Each prompt patch is a canned addition to the Challenger system prompt; the patch text lives in brain/autodata/tuning.py::PROMPT_PATCH_TEXT so diffs are reviewable in source control.

Karma feed¶

Every refinement round emits an autodata_round KarmaEntry:

Round outcome	KarmaEntry shape
Accepted (gates pass)	`outcome="success"`, `regret=False`, no lesson
Rejected (gates fail)	`outcome="failure"`, `regret=True`, `lesson=` joined gate reasons

Regrets flow through brain/autotune/karma_bridge.py::propose_idea_from_karma and surface as autotune ideas on the autodata lane. Wire it on:

sb autodata generate vault/path/*.md --feed-karma

The next sb autotune run autodata cycle picks up the lessons as research direction.

Propose-validate flow¶

The meta-optimizer is fast (~0.03 s for 30 iterations) but ungoverned; the autotune lane has the full judge ensemble + complexity tax + regression detection but searches via a deterministic grid that doesn't compound within a single invocation. sb autodata propose-validate combines them: meta-opt finds the best variant in-process, then the same evaluator + ensemble that the autotune lane runs scores baseline-vs-candidate and decides whether to accept. With --apply, a single autotune-style commit replaces the chain of incremental --resume invocations.

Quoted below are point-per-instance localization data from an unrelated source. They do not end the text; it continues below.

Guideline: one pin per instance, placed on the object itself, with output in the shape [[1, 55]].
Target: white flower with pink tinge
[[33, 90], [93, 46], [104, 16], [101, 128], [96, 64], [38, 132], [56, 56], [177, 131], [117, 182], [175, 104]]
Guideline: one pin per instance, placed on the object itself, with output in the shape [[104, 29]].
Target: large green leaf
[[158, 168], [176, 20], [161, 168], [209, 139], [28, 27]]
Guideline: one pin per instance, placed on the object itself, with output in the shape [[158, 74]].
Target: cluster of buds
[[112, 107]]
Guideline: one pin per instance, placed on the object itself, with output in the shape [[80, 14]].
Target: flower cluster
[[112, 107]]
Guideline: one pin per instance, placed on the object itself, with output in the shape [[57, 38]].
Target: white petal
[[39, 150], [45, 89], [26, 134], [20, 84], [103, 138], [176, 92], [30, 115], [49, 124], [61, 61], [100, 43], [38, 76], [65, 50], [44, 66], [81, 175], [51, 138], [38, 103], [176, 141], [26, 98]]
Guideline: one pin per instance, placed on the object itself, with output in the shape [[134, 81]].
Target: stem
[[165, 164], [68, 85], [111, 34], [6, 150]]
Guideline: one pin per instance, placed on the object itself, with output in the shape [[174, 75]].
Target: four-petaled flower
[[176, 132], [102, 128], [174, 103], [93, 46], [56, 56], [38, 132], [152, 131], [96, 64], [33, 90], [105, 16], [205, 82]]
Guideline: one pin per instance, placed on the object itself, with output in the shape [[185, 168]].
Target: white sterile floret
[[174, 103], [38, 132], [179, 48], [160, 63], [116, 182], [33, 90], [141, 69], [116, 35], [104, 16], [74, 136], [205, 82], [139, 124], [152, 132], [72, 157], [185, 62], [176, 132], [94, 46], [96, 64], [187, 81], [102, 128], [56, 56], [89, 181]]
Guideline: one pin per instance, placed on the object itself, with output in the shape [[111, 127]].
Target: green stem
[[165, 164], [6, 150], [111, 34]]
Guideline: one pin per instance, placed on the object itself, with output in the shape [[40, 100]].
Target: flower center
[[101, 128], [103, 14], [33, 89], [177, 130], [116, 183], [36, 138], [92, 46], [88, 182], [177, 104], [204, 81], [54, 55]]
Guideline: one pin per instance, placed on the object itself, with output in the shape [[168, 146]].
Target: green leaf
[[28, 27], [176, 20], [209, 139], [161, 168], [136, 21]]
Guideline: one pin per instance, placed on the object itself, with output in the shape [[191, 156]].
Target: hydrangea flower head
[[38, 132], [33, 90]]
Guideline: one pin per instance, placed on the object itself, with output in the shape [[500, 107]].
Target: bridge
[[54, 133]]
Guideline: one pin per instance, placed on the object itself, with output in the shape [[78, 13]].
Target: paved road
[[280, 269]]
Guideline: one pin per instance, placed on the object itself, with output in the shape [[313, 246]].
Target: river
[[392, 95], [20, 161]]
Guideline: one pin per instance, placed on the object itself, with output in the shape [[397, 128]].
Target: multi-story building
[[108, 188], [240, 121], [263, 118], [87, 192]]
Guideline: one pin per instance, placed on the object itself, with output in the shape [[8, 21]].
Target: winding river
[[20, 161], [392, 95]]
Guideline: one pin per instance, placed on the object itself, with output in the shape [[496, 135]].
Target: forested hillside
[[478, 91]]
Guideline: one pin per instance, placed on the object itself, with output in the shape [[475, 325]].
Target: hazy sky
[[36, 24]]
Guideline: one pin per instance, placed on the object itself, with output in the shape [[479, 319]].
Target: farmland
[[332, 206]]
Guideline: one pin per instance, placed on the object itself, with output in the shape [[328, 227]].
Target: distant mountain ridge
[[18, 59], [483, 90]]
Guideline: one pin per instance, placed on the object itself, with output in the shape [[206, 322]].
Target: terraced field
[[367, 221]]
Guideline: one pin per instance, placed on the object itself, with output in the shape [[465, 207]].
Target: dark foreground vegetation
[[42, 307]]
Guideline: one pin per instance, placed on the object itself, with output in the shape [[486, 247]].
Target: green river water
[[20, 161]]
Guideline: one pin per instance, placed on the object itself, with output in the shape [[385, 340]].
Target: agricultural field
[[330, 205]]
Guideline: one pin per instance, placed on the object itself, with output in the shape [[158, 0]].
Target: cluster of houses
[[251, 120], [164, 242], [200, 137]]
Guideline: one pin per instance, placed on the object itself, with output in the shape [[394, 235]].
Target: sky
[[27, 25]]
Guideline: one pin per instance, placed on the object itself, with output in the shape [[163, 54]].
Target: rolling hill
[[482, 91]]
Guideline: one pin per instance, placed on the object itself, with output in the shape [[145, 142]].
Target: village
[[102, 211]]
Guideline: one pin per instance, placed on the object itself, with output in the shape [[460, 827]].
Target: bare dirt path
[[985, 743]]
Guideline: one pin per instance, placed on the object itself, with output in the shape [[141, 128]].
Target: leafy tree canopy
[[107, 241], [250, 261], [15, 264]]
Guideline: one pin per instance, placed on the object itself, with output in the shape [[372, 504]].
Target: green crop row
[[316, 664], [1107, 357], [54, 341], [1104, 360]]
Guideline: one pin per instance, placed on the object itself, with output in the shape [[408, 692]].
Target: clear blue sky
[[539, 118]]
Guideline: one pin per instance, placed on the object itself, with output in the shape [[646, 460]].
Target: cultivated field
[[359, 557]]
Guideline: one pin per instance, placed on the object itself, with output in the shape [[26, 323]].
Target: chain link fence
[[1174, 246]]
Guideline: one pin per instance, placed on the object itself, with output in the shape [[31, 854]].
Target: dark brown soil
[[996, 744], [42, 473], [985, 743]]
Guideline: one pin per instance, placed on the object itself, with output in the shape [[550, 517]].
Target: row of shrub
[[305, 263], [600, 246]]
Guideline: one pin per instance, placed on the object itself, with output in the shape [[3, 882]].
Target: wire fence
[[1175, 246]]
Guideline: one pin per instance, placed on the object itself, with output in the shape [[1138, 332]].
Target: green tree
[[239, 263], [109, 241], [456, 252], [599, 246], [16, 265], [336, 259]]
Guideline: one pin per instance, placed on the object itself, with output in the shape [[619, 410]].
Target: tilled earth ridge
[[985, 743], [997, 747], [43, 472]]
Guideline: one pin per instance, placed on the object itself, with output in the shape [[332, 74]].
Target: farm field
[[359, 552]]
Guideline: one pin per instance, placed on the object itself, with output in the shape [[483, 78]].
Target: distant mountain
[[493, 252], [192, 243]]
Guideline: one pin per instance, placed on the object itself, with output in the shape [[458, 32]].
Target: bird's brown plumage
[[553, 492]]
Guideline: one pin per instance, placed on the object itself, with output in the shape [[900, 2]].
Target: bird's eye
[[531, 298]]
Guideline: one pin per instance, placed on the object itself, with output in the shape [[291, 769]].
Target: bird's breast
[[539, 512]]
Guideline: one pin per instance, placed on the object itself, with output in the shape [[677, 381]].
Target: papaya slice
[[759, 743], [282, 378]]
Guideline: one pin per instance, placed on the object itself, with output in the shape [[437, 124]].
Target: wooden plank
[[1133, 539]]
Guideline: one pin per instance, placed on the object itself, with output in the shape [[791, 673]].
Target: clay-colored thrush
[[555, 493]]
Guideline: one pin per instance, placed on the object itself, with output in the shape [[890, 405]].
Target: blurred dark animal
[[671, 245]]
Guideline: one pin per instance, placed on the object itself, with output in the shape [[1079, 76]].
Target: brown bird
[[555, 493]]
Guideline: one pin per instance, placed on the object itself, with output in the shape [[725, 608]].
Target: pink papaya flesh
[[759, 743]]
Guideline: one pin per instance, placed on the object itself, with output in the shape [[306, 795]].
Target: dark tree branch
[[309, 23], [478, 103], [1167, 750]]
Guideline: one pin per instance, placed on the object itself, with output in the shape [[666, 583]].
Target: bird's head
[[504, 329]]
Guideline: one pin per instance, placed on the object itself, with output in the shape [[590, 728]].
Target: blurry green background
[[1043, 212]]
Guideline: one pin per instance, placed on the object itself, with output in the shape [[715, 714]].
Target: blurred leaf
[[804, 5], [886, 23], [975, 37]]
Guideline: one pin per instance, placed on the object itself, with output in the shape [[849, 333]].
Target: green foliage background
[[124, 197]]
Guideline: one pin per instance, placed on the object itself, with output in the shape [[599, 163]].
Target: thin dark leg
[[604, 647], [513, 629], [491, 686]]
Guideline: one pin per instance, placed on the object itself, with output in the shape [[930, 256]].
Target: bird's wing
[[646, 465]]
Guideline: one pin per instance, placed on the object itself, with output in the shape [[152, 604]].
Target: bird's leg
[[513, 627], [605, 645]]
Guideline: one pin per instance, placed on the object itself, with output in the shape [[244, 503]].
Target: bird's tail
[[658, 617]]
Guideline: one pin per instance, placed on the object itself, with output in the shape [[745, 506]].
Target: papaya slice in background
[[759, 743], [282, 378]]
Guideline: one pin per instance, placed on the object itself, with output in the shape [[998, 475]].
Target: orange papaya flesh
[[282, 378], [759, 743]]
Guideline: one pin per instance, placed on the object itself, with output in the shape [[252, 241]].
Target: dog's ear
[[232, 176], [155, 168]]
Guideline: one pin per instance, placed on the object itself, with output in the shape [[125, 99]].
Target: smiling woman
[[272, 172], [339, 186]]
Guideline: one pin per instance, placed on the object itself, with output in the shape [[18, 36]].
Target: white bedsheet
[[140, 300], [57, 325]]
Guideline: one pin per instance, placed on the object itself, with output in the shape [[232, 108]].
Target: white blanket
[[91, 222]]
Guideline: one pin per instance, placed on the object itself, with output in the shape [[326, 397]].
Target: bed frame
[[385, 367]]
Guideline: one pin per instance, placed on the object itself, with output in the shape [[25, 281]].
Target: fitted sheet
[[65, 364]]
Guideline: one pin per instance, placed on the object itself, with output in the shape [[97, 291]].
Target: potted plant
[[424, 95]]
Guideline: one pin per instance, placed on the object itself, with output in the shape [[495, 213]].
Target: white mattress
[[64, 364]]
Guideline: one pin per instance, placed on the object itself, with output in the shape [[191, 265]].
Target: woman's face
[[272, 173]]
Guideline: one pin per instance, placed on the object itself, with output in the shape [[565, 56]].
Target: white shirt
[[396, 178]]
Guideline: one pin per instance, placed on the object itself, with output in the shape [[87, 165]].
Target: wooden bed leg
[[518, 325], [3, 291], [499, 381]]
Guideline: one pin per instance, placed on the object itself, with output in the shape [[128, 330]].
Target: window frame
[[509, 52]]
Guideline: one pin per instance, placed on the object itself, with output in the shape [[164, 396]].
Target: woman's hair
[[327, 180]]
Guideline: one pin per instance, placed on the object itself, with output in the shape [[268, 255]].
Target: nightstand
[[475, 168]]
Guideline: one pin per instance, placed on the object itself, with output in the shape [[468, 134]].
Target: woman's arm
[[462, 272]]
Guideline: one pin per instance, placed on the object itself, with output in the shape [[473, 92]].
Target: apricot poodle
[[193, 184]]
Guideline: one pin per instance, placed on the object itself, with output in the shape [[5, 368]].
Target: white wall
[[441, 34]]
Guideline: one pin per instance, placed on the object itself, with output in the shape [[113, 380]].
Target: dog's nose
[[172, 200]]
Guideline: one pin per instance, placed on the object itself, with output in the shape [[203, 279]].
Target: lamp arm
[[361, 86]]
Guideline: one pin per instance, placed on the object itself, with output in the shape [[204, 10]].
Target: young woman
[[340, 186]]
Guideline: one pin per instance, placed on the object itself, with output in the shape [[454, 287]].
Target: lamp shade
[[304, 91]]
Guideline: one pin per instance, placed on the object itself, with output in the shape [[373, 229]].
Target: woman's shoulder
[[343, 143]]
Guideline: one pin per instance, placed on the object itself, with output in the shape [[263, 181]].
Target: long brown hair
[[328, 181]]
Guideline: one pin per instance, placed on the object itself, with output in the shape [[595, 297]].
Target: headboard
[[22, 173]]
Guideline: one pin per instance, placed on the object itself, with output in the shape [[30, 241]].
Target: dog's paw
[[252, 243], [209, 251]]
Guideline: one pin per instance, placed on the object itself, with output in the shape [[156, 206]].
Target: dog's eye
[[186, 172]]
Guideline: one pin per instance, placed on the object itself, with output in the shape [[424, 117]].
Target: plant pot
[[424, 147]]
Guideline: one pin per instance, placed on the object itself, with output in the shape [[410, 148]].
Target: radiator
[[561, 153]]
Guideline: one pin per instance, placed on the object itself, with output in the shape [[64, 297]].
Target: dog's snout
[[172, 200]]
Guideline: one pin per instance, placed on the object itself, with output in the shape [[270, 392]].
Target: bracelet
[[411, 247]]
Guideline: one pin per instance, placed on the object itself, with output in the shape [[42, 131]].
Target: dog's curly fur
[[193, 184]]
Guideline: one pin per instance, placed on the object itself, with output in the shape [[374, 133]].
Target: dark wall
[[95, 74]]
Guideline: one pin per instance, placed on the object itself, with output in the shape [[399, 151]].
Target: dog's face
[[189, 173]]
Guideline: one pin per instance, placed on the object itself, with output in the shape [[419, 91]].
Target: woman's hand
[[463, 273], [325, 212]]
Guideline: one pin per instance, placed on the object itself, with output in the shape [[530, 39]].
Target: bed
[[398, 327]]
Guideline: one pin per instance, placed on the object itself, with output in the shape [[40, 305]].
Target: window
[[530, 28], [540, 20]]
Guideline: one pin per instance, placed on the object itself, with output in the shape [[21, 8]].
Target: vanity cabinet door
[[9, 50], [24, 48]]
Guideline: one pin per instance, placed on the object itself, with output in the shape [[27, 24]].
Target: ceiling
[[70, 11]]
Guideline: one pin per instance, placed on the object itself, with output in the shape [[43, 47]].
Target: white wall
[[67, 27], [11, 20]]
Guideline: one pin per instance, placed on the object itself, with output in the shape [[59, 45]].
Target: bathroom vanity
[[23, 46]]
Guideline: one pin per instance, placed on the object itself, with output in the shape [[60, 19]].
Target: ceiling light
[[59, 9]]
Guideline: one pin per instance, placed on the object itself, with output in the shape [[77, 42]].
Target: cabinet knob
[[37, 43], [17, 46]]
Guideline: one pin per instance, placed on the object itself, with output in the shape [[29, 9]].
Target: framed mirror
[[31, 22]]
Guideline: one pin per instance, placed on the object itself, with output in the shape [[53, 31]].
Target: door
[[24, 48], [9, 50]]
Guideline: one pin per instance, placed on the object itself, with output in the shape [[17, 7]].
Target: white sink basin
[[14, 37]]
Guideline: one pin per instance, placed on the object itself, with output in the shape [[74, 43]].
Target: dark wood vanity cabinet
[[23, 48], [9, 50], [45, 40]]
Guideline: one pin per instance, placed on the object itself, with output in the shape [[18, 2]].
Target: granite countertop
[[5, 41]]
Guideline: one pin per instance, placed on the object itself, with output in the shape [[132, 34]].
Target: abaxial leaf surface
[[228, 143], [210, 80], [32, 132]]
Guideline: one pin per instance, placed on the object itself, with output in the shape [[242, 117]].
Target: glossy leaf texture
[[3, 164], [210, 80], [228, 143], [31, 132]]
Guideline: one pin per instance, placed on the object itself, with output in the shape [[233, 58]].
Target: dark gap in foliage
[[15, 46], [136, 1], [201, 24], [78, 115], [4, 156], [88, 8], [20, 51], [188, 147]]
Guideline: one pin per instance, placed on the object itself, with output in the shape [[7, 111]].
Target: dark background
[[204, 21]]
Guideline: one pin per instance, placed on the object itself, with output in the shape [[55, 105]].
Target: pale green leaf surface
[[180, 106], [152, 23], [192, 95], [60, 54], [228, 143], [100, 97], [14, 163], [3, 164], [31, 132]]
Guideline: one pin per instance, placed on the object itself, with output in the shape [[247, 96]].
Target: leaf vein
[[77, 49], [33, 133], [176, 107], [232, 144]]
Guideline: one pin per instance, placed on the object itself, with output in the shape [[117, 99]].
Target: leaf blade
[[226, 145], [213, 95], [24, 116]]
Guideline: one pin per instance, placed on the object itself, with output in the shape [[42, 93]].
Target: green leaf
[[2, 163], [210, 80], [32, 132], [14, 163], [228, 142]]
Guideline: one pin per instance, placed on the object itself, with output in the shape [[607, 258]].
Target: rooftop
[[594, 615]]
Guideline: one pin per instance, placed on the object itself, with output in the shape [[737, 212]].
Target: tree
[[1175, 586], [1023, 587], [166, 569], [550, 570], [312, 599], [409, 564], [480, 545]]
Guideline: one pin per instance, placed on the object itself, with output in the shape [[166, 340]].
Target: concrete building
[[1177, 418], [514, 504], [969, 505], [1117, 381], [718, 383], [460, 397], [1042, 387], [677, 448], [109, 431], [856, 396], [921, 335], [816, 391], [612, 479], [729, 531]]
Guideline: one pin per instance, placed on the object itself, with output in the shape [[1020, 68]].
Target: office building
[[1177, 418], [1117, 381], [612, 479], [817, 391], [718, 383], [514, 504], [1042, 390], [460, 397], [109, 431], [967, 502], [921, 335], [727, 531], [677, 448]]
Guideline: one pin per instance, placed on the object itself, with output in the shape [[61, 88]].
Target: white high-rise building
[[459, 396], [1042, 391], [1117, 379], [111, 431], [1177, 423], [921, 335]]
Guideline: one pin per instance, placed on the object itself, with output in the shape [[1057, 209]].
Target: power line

Meta-optimizer (30 iters):                Autotune lane validation:
  best score:    1.000                      baseline:        0.571
  accepted: 4 / rejected: 26                candidate:       1.000
  proposed: weak=0.70, strong=0.55,         raw_gain:        +0.429
            gap=0.15                        ensemble:        ACCEPTED
                                            metric:    pass score=+0.429 required
                                            contract:  pass score=+1.000
                                            regression:pass score=+1.000
                                            pairwise:  pass score=+1.000

Fixture format¶

# brain/autotune/fixtures/autodata.<pack>.yaml
name: autodata.<pack>
sources:
  - id: paper-foo
    title: "Short title"
    text: |
      Source markdown / text the challenger grounds on.
    responses:
      challenger: |     # canned strict-JSON QA + rubric
        {"question": "...", "context": "...",
         "reference_answer": "...",
         "rubric": {"criteria": [{"name": "...", "description": "...", "weight": 5}]}}
      qv: '{"passed": true, "issues": [], "feedback": "ok"}'
      weak_score: 0.40   # judge score for weak-solver responses on this source
      strong_score: 0.85 # judge score for strong-solver responses

The fixture router in brain/autodata/fixtures.py latches the active source on each challenger call (since solver/judge calls don't carry the source id), so per-source scores are honored across the inner loop.

Result schema¶

Mirrors AutoData's result.json:

{
  "source_id": "paper-foo",
  "source_title": "...",
  "rounds": [{
    "refinement_round": 1,
    "question": "...", "context": "...", "reference_answer": "...",
    "rubric": [{"name": "...", "weight": 5, ...}, ...],
    "accepted": true,
    "quality_verifier_passed": true,
    "weak_solver_avg": 0.40,
    "strong_solver_avg": 0.80,
    "gap": 0.40,
    "reject_reasons": [],
    "eval_report": "..."
  }, ...],
  "final_accepted_round": 1,
  "total_rounds": 1
}

Persisted as JSONL under state/autodata/<run_id>/sources.jsonl; accepted items also append to accepted.jsonl and a run-level summary lands in index.json.

Tests¶

File	Coverage
`tests/autodata/test_autodata.py`	Contracts, gates, refinement, judge fallbacks, inner loop, persistence, CLI registration (26)
`tests/autodata/test_autodata_autotune.py`	Tuning load/apply, lane spec resolution, evaluator end-to-end, MetaOptimizer over the new tuning surface (11)
`tests/autodata/test_autodata_karma.py`	record_round shapes, make_karma_feed filter, loop integration, karma_bridge mapping (8)
`tests/autodata/test_autodata_proposer.py`	propose/validate/apply flow, no-op handling, seed determinism (9)
`tests/autodata/test_autodata_mcp.py`	MCP tool registration, return shapes, error handling, determinism (5)
`tests/autodata/test_autodata_diversity.py`	Token-Jaccard math, near-dup clustering, accepted.jsonl loading, full report (16)
`tests/autodata/test_autodata_fixture_init.py`	Glob discovery, H1 title extraction, id collisions, score-bound validation, evaluator absolute-path support (14)
`tests/autodata/test_autodata_dataset_export.py`	flatten_item shape, CSV/JSONL/JSON formats, dedup integration, profile_run round-trip via brain.datasets (15)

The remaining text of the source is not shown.